Son approche de la lutte contre l’immigration, parce qu’elle impacte sur la scolarité et la scolarisation, a séduit les Mahorais. Le FN reste malgré tout un parti qui laisse les habitants frileux, avec seulement 83 adhérents, et 2,77% à la précédente présidentielle, mais dont la présidente veut se défaire de l’image de racisme qui lui colle à la peau, comme l’ont exprimé plusieurs habitants, et que véhiculent certains sympathisants.

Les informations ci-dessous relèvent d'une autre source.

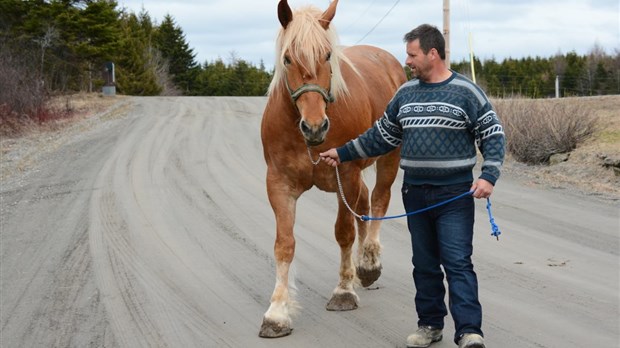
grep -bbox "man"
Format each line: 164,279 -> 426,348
321,24 -> 505,348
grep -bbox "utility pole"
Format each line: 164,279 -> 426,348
443,0 -> 450,69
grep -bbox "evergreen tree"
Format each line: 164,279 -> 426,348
155,14 -> 197,94
116,13 -> 162,95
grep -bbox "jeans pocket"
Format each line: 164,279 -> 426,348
441,182 -> 472,197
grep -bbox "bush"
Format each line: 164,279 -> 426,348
0,44 -> 47,135
494,99 -> 598,164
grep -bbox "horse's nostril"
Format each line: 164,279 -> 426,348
299,121 -> 312,133
321,119 -> 329,132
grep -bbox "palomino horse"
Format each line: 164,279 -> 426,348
259,0 -> 406,337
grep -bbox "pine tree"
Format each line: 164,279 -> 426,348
155,14 -> 198,94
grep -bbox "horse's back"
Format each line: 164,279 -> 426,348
343,45 -> 407,118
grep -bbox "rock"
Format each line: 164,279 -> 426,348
603,157 -> 620,168
549,153 -> 570,165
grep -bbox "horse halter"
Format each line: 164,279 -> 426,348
286,80 -> 335,104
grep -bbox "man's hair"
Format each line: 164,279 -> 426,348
403,24 -> 446,59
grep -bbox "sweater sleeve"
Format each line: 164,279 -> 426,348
475,102 -> 506,185
336,100 -> 403,162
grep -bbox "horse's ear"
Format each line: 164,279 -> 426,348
319,0 -> 338,30
278,0 -> 293,29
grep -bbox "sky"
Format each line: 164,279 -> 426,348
117,0 -> 620,69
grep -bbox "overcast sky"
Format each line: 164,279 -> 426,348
118,0 -> 620,69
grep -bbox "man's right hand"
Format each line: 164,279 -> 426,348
319,148 -> 340,167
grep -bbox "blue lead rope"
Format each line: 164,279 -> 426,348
332,167 -> 502,240
360,191 -> 502,240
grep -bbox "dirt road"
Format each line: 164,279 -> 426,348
0,97 -> 620,348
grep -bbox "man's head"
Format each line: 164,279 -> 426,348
403,24 -> 446,81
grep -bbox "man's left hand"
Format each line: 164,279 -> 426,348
470,179 -> 493,198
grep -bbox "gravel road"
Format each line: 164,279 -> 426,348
0,97 -> 620,348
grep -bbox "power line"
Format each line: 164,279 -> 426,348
355,0 -> 400,45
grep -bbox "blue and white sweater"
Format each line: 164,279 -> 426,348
337,72 -> 506,185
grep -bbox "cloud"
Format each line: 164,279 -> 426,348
119,0 -> 620,68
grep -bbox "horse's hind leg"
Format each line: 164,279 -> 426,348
326,189 -> 368,311
357,149 -> 400,287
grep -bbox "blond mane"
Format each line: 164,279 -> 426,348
268,6 -> 359,99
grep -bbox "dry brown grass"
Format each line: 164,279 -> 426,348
493,95 -> 620,200
0,93 -> 123,138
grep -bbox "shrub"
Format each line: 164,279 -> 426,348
495,99 -> 598,164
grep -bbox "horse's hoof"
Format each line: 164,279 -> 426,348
357,265 -> 383,288
258,318 -> 293,338
325,292 -> 357,311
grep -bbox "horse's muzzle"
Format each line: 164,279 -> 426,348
299,117 -> 329,146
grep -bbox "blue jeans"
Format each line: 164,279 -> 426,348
402,183 -> 482,342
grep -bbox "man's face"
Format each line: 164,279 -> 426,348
405,40 -> 431,81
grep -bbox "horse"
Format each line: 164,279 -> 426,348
259,0 -> 406,338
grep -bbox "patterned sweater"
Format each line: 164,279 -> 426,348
337,71 -> 505,185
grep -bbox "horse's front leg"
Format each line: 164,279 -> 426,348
326,176 -> 368,311
258,177 -> 301,338
357,150 -> 400,287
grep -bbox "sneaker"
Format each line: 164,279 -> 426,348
459,334 -> 484,348
407,326 -> 443,348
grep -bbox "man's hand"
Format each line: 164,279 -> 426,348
470,179 -> 493,198
319,148 -> 340,167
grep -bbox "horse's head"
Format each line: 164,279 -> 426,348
274,0 -> 338,146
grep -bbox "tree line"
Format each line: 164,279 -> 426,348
0,0 -> 620,110
451,45 -> 620,98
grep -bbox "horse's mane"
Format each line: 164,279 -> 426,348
268,6 -> 357,99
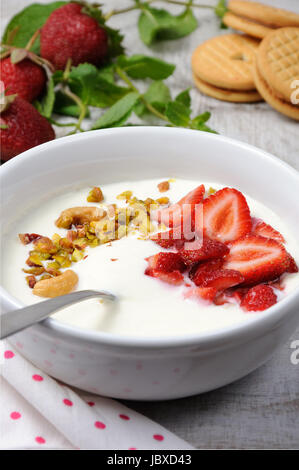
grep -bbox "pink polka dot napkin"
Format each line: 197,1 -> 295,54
0,341 -> 192,450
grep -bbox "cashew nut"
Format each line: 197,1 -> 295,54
55,206 -> 106,228
33,269 -> 78,297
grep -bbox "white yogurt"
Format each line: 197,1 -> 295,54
1,178 -> 299,336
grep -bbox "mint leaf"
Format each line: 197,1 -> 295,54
214,0 -> 228,19
190,111 -> 217,134
92,91 -> 139,129
82,3 -> 124,57
69,63 -> 130,108
138,4 -> 197,46
214,0 -> 228,29
134,81 -> 171,117
2,2 -> 68,54
34,77 -> 55,119
175,88 -> 191,108
117,54 -> 175,80
165,101 -> 191,127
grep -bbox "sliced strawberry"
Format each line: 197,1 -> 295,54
180,238 -> 229,266
151,184 -> 205,227
203,188 -> 252,243
146,252 -> 186,273
145,268 -> 184,286
214,287 -> 249,305
193,269 -> 244,290
241,284 -> 277,311
286,253 -> 298,273
252,219 -> 285,243
184,287 -> 217,302
189,258 -> 224,281
223,234 -> 290,285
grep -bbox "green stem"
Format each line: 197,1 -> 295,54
62,59 -> 87,134
105,0 -> 215,17
115,66 -> 169,123
63,86 -> 87,132
162,0 -> 214,10
25,29 -> 40,51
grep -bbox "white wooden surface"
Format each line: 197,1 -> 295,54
1,0 -> 299,449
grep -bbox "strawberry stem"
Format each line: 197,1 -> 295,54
62,59 -> 87,135
25,29 -> 40,51
105,0 -> 215,21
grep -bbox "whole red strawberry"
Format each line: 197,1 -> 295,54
0,96 -> 55,161
0,57 -> 47,102
40,3 -> 108,70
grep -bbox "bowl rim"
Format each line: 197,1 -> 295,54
0,126 -> 299,349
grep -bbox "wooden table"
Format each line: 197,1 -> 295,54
3,0 -> 299,449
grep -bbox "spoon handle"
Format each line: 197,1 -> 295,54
0,290 -> 116,339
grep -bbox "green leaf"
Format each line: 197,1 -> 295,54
2,2 -> 68,54
117,54 -> 175,80
214,0 -> 228,19
214,0 -> 228,29
82,4 -> 124,57
98,64 -> 115,83
165,101 -> 191,127
190,111 -> 217,134
69,63 -> 130,108
34,77 -> 55,119
53,91 -> 89,118
175,88 -> 191,108
134,81 -> 171,117
92,91 -> 139,129
138,4 -> 197,46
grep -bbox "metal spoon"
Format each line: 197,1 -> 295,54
0,290 -> 117,339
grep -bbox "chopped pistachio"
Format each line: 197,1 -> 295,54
116,191 -> 133,201
87,186 -> 104,202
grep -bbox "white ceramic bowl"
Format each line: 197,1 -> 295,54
0,127 -> 299,400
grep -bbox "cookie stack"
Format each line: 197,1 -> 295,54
223,0 -> 299,39
253,28 -> 299,121
192,0 -> 299,120
191,34 -> 262,103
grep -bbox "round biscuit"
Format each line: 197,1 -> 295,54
253,58 -> 299,121
191,34 -> 259,91
228,0 -> 299,28
222,11 -> 273,39
193,74 -> 263,103
257,27 -> 299,102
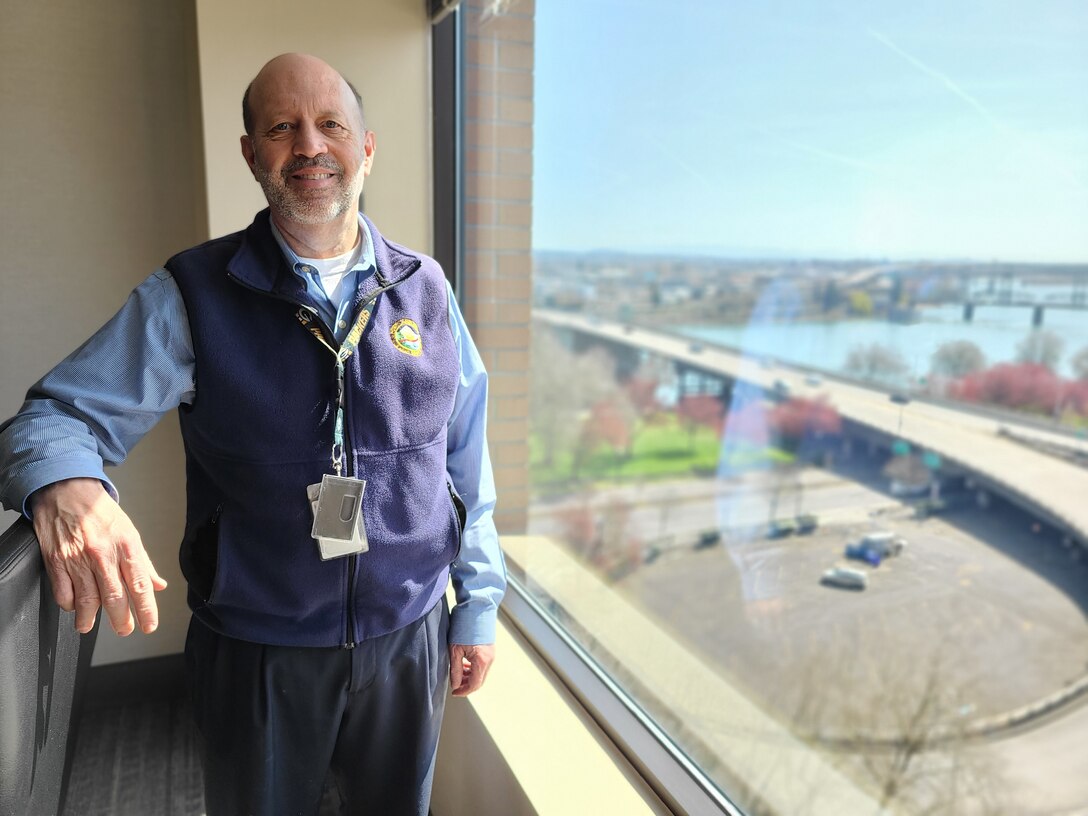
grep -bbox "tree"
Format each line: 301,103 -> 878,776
677,394 -> 726,442
844,343 -> 911,382
1071,346 -> 1088,380
1016,329 -> 1065,371
950,362 -> 1063,415
530,329 -> 617,466
929,341 -> 986,380
846,289 -> 873,318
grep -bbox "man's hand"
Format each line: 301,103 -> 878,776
449,643 -> 495,697
30,479 -> 166,636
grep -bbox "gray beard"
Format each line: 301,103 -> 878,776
254,157 -> 362,225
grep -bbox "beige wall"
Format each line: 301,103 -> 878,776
0,0 -> 432,664
197,0 -> 432,251
0,0 -> 205,663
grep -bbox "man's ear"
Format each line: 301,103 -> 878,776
362,131 -> 378,176
239,134 -> 257,176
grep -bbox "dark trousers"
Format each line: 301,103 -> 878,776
185,599 -> 449,816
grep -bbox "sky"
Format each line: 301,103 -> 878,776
533,0 -> 1088,263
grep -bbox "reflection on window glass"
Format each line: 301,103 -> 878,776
472,0 -> 1088,816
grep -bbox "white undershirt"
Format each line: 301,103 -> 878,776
298,240 -> 362,304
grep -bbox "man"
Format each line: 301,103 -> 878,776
0,54 -> 505,816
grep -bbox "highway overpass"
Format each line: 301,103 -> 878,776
533,309 -> 1088,548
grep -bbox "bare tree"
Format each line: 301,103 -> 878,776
774,647 -> 1003,816
1016,329 -> 1065,371
929,341 -> 986,379
530,329 -> 616,465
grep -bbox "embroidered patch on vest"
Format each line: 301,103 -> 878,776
390,318 -> 423,357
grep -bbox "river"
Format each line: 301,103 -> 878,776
681,306 -> 1088,381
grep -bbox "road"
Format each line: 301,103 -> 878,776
533,310 -> 1088,546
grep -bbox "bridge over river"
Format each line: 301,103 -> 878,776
533,309 -> 1088,548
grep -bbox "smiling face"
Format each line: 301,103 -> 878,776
242,54 -> 374,225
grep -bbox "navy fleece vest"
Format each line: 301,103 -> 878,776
166,210 -> 461,646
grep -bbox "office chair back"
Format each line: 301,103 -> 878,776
0,518 -> 99,816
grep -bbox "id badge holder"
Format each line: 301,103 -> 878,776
306,473 -> 370,560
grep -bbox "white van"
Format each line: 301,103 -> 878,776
820,567 -> 869,590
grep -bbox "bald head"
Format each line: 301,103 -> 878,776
242,53 -> 366,136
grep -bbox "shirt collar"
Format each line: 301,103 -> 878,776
269,212 -> 378,281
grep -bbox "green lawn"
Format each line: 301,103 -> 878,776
530,416 -> 790,492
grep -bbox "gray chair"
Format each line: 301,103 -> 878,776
0,519 -> 99,816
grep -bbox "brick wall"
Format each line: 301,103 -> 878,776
462,0 -> 534,533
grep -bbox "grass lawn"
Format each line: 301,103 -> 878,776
530,416 -> 790,492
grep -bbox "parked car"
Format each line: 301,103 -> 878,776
794,512 -> 819,535
842,542 -> 883,567
695,530 -> 721,549
857,530 -> 906,558
820,567 -> 869,590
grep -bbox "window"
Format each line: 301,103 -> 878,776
461,0 -> 1088,815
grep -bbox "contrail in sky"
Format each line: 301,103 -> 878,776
866,28 -> 1009,133
865,28 -> 1088,194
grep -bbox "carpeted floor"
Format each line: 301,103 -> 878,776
63,697 -> 339,816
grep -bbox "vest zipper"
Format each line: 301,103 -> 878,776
226,261 -> 423,650
341,371 -> 359,648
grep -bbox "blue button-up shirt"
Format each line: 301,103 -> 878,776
0,218 -> 506,644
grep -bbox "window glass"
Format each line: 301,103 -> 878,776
468,0 -> 1088,816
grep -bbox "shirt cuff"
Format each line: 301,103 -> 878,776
449,598 -> 498,646
12,459 -> 121,520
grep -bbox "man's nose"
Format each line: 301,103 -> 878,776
295,122 -> 329,158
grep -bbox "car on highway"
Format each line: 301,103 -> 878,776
819,567 -> 869,590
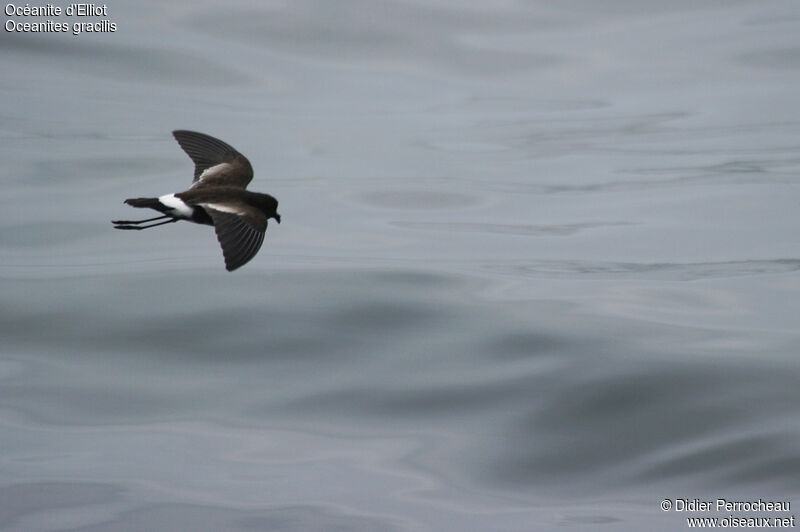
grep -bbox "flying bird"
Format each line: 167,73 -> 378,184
111,130 -> 281,272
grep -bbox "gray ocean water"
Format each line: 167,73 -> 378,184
0,0 -> 800,531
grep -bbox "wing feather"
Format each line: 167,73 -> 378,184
172,129 -> 253,188
201,203 -> 267,271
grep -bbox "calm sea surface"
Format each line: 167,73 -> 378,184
0,0 -> 800,532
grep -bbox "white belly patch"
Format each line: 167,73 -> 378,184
158,194 -> 194,218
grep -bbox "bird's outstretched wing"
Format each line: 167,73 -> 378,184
200,203 -> 267,272
172,129 -> 253,188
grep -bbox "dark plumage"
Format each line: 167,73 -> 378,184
112,130 -> 281,271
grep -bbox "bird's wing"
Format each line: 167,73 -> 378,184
172,130 -> 253,188
199,203 -> 267,272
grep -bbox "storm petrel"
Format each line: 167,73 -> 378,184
112,130 -> 281,272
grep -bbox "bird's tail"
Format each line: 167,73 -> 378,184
125,198 -> 163,210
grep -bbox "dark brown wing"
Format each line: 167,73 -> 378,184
200,203 -> 267,272
172,130 -> 253,188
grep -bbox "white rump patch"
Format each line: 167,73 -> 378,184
158,194 -> 194,218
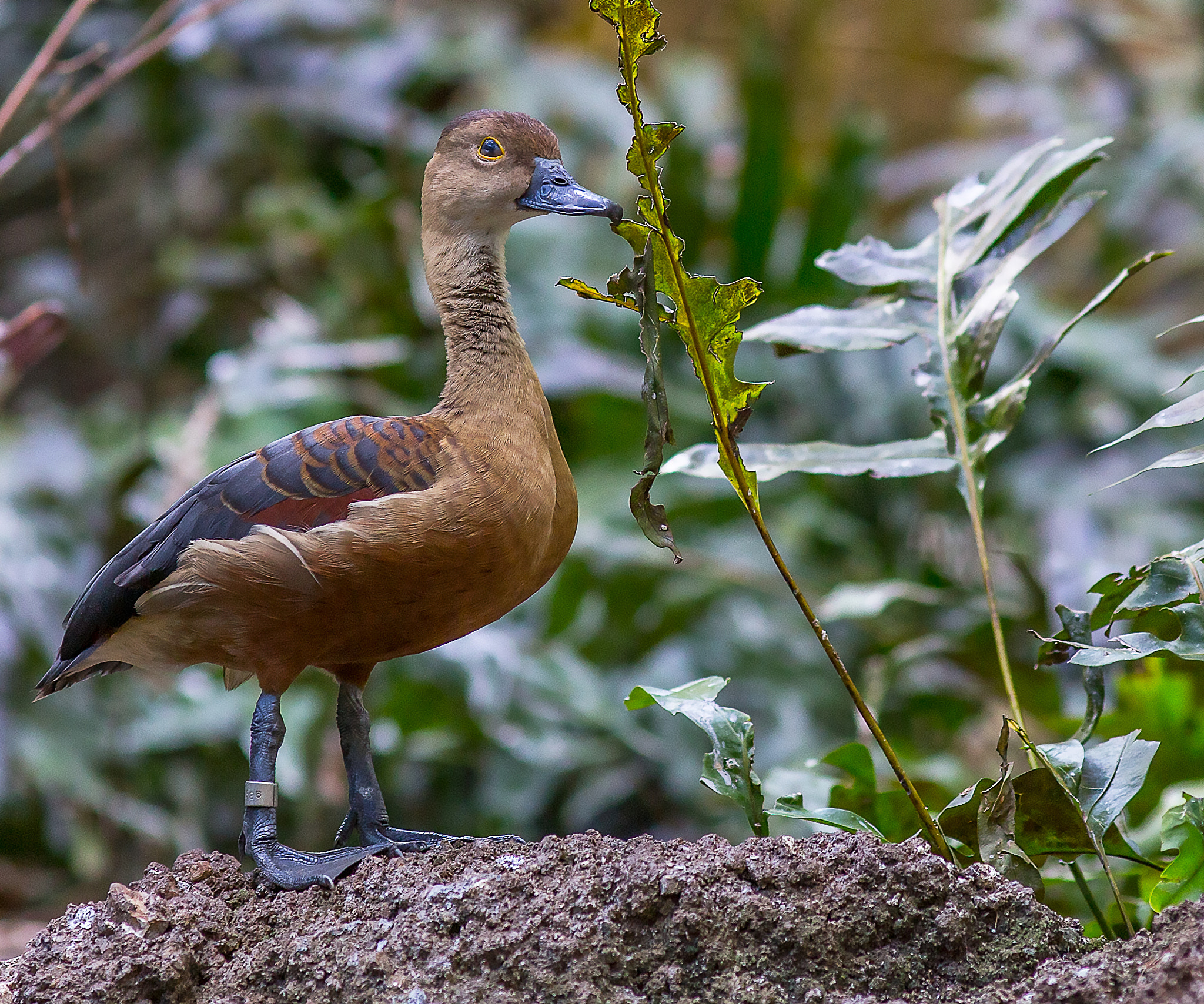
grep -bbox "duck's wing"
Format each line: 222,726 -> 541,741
37,416 -> 447,697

Une question qui fait bondir la présidente du FN, qui la juge « insultante et diffamatoire. » En rajoutant : « Bizarrement, quand le membre d’un autre parti tient des propos insultant dans un camp de Rom, personne n’en parle. Quand une ministre socialiste parle à la radio de ‘nègres’, elle n’est même pas condamnée », tout en précisant que lorsque de tels propos sont proférés dans son parti, « son responsable est immédiatement renvoyé. J’ai toujours été stricte à ce sujet. »
Son passage à Mayotte va l’aider à parfaire l’image de brassage des cultures que veut donner le parti, surtout qu’elle n’aura pas été insensible à sa rencontre avec le Grand Cadi, « nous sommes un pays laïc, avec une liberté de culte. L’islam est bien compatible avec la République. » Sur la radicalisation, Marine Le Pen cite même Mayotte en exemple en métropole : « Parce qu’au moins ici, ils ont chassé les fondamentalistes qui avaient essayé de s’implanter. »
Une visite qui aura suscité jusqu’au bout de l’enthousiasme ici, mais qui tient surtout dans un désir intense de se sortir d’une situation qui n’a fait qu’empirer, et que personne n’a su solutionner jusqu’à présent.